2 de janeiro de 2025
GERAL

A disputa por visibilidade entre imprensa e páginas de entretenimento em redes sociais

As eleições de 2022 trouxeram para o centro da arena política personagens improváveis do campo do entretenimento: das grandes celebridades como Anitta e Neymar até os perfis em redes sociais dedicados a comentar programas de TV, música pop e a vida dos famosos. Nesse sentido, destacaram-se atores como Séries Brasil, BCharts, POPTime e, em especial, a Choquei. Criada por Raphael Sousa Oliveira em 2014, o perfil soma 4,5 milhões de seguidores no Twitter e mais 19,2 milhões no Instagram. Com textos curtos e diretos, frases de efeito, emojis de alerta e imagens chamativas, a página cobre reality shows, repercute desavenças entre celebridades, traz fatos estranhos pelo mundo (ao estilo fait divers) e, desde o ano passado, investe em informações sobre a política brasileira.
No Twitter, um monitoramento do debate digital feito pela FGV ECMI no período do segundo turno das eleições de 2022 mostrou que a Choquei foi a principal página do agrupamento que atraiu mais perfis. O perfil também obteve destaque em outros levantamentos ao longo do processo eleitoral e entre outubro de 2022 e março de 2023 ganhou mais de 3 milhões de seguidores.

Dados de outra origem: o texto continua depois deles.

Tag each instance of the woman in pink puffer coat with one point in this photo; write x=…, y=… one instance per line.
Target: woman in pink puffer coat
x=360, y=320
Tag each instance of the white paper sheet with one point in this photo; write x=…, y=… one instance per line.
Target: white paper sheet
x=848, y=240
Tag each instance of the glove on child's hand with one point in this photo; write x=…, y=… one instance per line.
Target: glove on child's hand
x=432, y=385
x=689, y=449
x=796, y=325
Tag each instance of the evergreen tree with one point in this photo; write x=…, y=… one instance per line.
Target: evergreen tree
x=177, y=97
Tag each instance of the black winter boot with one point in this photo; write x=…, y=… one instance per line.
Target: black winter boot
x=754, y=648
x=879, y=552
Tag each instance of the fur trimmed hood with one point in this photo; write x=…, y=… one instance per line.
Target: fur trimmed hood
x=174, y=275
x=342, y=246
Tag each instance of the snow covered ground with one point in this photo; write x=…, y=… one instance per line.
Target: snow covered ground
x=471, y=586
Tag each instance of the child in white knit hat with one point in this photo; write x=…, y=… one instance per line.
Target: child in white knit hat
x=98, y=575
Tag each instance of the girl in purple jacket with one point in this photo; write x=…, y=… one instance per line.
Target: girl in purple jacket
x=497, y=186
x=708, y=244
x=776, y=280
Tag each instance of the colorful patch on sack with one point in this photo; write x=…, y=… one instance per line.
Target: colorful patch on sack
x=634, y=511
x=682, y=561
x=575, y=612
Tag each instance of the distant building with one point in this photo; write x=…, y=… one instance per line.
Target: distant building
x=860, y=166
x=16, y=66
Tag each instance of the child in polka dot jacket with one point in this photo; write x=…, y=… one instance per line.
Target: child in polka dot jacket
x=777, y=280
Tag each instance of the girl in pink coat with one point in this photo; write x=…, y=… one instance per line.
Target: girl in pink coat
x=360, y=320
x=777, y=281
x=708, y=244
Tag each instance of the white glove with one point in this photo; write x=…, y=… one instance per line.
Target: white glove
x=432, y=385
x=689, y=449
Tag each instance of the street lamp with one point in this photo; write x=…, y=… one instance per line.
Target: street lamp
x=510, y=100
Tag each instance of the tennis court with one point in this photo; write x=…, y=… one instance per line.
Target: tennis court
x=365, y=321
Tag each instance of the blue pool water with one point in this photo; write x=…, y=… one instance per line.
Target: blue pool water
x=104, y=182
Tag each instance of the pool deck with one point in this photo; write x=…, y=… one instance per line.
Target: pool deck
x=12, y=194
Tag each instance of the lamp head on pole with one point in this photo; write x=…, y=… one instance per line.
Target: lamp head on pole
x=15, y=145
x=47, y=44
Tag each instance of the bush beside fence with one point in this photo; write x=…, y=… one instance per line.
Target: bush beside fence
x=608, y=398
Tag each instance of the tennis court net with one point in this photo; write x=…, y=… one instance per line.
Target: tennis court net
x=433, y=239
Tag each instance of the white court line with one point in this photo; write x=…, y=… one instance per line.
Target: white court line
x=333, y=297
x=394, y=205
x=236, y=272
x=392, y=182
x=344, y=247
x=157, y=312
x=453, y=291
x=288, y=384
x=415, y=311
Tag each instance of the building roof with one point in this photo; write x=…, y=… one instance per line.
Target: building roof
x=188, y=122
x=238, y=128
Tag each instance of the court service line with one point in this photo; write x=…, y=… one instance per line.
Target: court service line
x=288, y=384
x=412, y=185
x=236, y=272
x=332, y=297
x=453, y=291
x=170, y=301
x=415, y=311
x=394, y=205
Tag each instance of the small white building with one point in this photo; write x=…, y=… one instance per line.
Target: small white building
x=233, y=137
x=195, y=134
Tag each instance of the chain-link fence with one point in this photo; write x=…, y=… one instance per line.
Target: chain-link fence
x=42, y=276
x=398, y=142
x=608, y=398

A inserção da Choquei no panorama da comunicação política abriu uma discussão sobre a confiabilidade de suas informações num momento em que o jornalismo trava uma luta contra a desinformação e envida esforços para retomar seu lugar privilegiado na estruturação da opinião pública. O argumento dos críticos é de que o perfil não cumpre requisitos mínimos do trabalho jornalístico, como a apuração — o que permite à Choquei maior rapidez na divulgação das informações. Além disso, o perfil em geral reproduz informações de outras fontes (jornalísticas ou não), nem sempre referencia a autoria original e costuma adotar uma linguagem mais enviesada que, alegam, distorce informações.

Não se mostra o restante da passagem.